A few select comments from this board:

"Shoot 'em quick. They have no redeeming qualities. "


"I like coyote's...
DEAD ONES!
....Listen folks, coyote's aren't exactly endangered...plug a few of them..."

"...I did take a taxidermy class once. I could stuff them and put them around the campo in different poses..."



I feel as this man does:

"To us life, all life, is sacred. The State of South Dakota has pest control officers. They go up in a plane and shoot coyotes from the air. They keep track of their kills, put them all down in their little black books. The stockmen and the sheep-owners pay them. Coyotes eat mostly rodents, field mice and such. Only once in a while will they go after a stray lamb.

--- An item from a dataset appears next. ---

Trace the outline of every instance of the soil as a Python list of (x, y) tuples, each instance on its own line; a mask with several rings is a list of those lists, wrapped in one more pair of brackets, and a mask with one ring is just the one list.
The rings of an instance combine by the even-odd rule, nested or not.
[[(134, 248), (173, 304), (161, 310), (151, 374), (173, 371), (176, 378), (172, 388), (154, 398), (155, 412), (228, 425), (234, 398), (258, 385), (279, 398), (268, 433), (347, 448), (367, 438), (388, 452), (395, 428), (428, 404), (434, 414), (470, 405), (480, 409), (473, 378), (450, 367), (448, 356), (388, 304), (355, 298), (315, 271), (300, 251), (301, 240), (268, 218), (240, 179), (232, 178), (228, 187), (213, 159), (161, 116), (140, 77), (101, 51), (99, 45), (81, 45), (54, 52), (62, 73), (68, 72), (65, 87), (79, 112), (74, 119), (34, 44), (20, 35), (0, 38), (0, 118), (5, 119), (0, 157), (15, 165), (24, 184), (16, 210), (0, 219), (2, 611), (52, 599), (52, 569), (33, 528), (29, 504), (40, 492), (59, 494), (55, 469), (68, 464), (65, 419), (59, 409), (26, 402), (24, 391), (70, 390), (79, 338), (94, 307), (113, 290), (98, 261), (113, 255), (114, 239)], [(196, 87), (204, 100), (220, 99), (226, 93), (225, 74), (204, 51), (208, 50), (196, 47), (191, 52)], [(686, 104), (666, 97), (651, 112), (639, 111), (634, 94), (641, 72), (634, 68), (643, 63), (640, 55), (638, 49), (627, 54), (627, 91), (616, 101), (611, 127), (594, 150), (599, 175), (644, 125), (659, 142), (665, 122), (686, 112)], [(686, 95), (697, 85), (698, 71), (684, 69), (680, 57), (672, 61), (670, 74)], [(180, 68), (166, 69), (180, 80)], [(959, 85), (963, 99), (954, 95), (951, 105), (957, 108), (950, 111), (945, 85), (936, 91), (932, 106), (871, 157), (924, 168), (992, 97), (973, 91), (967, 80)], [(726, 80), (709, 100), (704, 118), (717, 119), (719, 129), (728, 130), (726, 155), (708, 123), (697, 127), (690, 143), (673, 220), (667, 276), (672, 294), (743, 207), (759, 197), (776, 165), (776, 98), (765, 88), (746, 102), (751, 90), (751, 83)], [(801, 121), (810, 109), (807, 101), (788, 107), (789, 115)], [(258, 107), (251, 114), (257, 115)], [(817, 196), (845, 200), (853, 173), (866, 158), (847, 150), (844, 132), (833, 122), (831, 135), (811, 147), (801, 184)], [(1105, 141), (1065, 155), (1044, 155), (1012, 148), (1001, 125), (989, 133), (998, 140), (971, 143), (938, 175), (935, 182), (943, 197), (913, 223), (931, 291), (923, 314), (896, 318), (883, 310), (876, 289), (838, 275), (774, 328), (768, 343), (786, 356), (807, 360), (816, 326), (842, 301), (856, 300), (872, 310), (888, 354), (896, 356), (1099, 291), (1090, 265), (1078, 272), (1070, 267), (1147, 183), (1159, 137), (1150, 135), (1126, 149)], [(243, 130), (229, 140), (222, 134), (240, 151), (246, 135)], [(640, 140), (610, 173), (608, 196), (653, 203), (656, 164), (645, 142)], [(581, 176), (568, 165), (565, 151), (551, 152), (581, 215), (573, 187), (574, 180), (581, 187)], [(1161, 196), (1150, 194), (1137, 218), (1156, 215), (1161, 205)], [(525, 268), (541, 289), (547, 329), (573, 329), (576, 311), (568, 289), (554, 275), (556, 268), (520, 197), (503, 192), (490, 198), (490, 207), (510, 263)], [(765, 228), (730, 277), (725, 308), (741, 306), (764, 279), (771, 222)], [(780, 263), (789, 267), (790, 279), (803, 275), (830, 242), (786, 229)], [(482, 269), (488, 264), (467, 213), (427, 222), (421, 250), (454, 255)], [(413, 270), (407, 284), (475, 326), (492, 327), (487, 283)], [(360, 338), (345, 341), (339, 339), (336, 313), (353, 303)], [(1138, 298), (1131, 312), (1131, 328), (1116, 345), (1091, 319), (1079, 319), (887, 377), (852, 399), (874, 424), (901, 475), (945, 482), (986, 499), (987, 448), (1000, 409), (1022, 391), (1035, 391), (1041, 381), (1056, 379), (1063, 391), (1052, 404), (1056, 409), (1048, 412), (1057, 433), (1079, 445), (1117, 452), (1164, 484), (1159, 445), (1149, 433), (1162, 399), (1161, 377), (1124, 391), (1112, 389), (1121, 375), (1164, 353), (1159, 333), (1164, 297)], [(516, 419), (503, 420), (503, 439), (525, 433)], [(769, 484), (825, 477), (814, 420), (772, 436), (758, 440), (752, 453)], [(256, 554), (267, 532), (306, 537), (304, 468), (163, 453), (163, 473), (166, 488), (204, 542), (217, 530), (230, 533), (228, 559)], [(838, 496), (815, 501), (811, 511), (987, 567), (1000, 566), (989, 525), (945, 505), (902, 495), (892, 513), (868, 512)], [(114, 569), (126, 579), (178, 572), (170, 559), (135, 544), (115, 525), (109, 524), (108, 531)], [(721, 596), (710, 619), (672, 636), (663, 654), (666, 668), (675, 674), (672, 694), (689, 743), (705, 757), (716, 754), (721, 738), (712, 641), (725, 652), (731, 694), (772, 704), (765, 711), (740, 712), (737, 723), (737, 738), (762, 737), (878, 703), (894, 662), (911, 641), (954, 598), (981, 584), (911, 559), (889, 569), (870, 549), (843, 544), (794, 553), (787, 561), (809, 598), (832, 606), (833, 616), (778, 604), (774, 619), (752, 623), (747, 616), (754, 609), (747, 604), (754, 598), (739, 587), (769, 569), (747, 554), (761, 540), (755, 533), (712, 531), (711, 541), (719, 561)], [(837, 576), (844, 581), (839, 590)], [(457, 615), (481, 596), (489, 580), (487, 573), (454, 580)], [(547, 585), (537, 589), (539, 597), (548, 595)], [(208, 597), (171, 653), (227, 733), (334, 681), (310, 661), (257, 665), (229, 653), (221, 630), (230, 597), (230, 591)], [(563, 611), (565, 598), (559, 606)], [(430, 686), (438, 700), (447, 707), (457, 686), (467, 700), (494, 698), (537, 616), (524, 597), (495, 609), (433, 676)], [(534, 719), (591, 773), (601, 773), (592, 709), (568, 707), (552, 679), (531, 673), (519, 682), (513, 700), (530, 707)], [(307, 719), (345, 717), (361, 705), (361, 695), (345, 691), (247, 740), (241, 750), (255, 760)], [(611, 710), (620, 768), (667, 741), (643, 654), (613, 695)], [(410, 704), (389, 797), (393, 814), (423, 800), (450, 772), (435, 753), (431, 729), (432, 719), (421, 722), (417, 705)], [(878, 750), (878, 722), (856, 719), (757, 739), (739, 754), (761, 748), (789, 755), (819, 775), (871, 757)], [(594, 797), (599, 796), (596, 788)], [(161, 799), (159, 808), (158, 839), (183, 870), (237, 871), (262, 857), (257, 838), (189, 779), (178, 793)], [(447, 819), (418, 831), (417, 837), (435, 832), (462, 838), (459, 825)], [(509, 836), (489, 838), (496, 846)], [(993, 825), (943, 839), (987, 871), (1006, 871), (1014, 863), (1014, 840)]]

They are our natural garbage men cleaning up the rotten and stinking things. They make good pets if you give them a chance. But their living could lose some man a few cents, and so the coyotes are killed from the air. They were here before the sheep, but they are in the way; you can't make a profit out of them. More and more animals are dying out.
The animals which the Great Spirit put here, they must go. The man-made animals are allowed to stay - at least until they are shipped out to be butchered. That terrible arrogance of the white man, making himself something more than God, more than nature, saying, "This animal must go; it brings no income, the space it occupies can be used in a better way. The only good coyote is a dead coyote." They are treating the coyotes almost as badly at they used to treat Indians."


John (Fire) Lame Deer
From "Lame Deer-Seeker of Visions"

[Edited on 5-17-2004 by sin nombre]

[Edited on 5-17-2004 by sin nombre]

[Edited on 5-17-2004 by sin nombre]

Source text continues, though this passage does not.